IBM Cloud Docs
Manually syncing Query Optimizer with watsonx.data metastore

Manually syncing Query Optimizer with watsonx.data metastore

Before you begin

To sync tables from IBM® watsonx.data, the following items are required:

  1. Identify the list of Hive and Iceberg tables in watsonx.data that you require for Query Optimizer.

  2. Identify columns as primary and foreign keys in the Hive and Iceberg tables.

  3. ANALYZE Hive and Iceberg tables in Presto (C++) to generate Hive and Iceberg statistics.

  4. Only users with administrator privilege is allowed to run ExecuteWxdQueryOptimizer command as a security enhancement feature.

About this task

To provide optimized queries, Query Optimizer pulls data about table definitions and Hive and Iceberg statistics to synchronize with Hive metastore in watsonx.data. You can select the specific Hive and Iceberg table that must be available for Query Optimizer. It is recommended to generate Hive and Iceberg statistics and label columns for primary and foreign keys to get the best results.

Activating Query Optimizer automatically synchronizes metadata for catalogs that are connected to Presto (C++) engines. However, you will need to run the following steps if:

  • Metadata for inaccessible or corrupted catalogs or schemas during deployment are missing.
  • Significant changes are made to a table.
  • New tables are introduced after the initial sync operation.
  • An intermittent issue is preventing tables from being synced during the automatic syncing process upon activation.

Procedure

  1. Log in to watsonx.data.

  2. Go to Query workspace.

  3. Run the ANALYZE command from the watsonx.data web console for the tables that you want to sync to generate the statistics (Statistics is the number of rows, column name, data_size, row count, and more).

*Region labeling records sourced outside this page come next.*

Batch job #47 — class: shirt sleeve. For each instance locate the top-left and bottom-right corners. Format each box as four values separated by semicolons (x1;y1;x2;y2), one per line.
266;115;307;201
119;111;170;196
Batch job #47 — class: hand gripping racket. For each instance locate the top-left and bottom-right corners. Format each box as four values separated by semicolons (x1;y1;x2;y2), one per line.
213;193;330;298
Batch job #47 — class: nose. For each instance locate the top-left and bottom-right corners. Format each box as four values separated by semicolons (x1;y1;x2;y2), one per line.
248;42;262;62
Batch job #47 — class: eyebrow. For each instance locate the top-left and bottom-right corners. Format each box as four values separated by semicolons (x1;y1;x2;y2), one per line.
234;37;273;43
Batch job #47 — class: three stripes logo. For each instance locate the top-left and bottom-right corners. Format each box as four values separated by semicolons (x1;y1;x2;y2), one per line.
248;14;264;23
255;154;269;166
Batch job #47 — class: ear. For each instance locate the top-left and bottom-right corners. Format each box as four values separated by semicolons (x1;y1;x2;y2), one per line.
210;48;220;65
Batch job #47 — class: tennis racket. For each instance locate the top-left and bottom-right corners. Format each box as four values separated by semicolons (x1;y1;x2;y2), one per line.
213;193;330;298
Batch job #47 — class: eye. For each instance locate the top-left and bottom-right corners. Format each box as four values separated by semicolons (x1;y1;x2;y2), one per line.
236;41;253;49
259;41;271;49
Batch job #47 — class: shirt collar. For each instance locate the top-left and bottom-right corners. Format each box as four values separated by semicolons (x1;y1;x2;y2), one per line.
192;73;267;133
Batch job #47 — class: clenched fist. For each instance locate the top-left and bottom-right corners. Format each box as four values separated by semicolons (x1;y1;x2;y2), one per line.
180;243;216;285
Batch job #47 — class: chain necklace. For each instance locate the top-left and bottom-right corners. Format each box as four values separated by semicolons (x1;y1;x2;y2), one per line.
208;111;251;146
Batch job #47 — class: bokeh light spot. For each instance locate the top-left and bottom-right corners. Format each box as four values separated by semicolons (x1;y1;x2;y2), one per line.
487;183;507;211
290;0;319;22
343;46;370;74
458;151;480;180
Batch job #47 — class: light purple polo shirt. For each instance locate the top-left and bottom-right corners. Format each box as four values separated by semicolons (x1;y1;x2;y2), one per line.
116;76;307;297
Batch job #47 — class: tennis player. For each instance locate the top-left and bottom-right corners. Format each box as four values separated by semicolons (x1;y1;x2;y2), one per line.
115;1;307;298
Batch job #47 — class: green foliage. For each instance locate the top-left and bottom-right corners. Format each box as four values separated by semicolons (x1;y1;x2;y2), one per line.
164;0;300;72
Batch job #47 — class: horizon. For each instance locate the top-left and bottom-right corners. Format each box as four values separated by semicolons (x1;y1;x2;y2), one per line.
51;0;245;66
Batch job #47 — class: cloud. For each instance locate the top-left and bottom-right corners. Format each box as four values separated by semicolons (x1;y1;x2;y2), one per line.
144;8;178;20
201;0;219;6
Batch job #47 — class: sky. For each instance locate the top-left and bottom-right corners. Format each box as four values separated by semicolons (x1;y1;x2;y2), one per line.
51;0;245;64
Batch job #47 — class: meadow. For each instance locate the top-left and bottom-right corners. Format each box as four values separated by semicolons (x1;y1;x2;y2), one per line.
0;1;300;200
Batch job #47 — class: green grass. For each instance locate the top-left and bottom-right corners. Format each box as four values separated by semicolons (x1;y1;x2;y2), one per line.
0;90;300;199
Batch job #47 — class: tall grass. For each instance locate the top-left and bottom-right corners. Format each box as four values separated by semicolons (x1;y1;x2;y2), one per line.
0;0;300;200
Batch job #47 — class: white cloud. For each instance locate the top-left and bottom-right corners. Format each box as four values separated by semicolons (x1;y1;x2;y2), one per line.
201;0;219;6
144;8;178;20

    ANALYZE catalog_name.schema_name.table_name ;
    
  4. Run the following command to register watsonx.data catalog with Query Optimizer:

    ExecuteWxdQueryOptimizer 'CALL SYSHADOOP.REGISTER_EXT_METASTORE('<CATALOG_NAME>','type=watsonx-data,uri=thrift://$LOCAL_HMS_URL,use.SSL=true,auth.mode=PLAIN,auth.plain.credentials=ibmlhapikey:<apikey>', ?, ?)';
    

    Registering the catalog with the Query Optimizer allows watsonx.data tables to be synced into the Query Optimizer, enabling query optimization. This needs to be run one time for each catalog.

  5. Run the following command to synchronize the tables for each schema in the catalog:

    ExecuteWxdQueryOptimizer 'CALL SYSHADOOP.EXT_METASTORE_SYNC('<CATALOG_NAME>', '<SCHEMA_NAME>', '.*', '<SYNC MODE>', 'CONTINUE', 'OAAS')';
    
    • <CATALOG_NAME>: The name of the catalog where the tables to synchronize belong to.
    • <SCHEMA_NAME>: The name of the schema where the tables to synchronize belong to.
    • <SYNC MODE>: SKIP is a sync mode indicating the objects that are already defined should be skipped. REPLACE is another sync mode used to update the object if it has been modified since last synched.
    • CONTINUE: The error is logged, but processing continues if multiple tables are to be imported.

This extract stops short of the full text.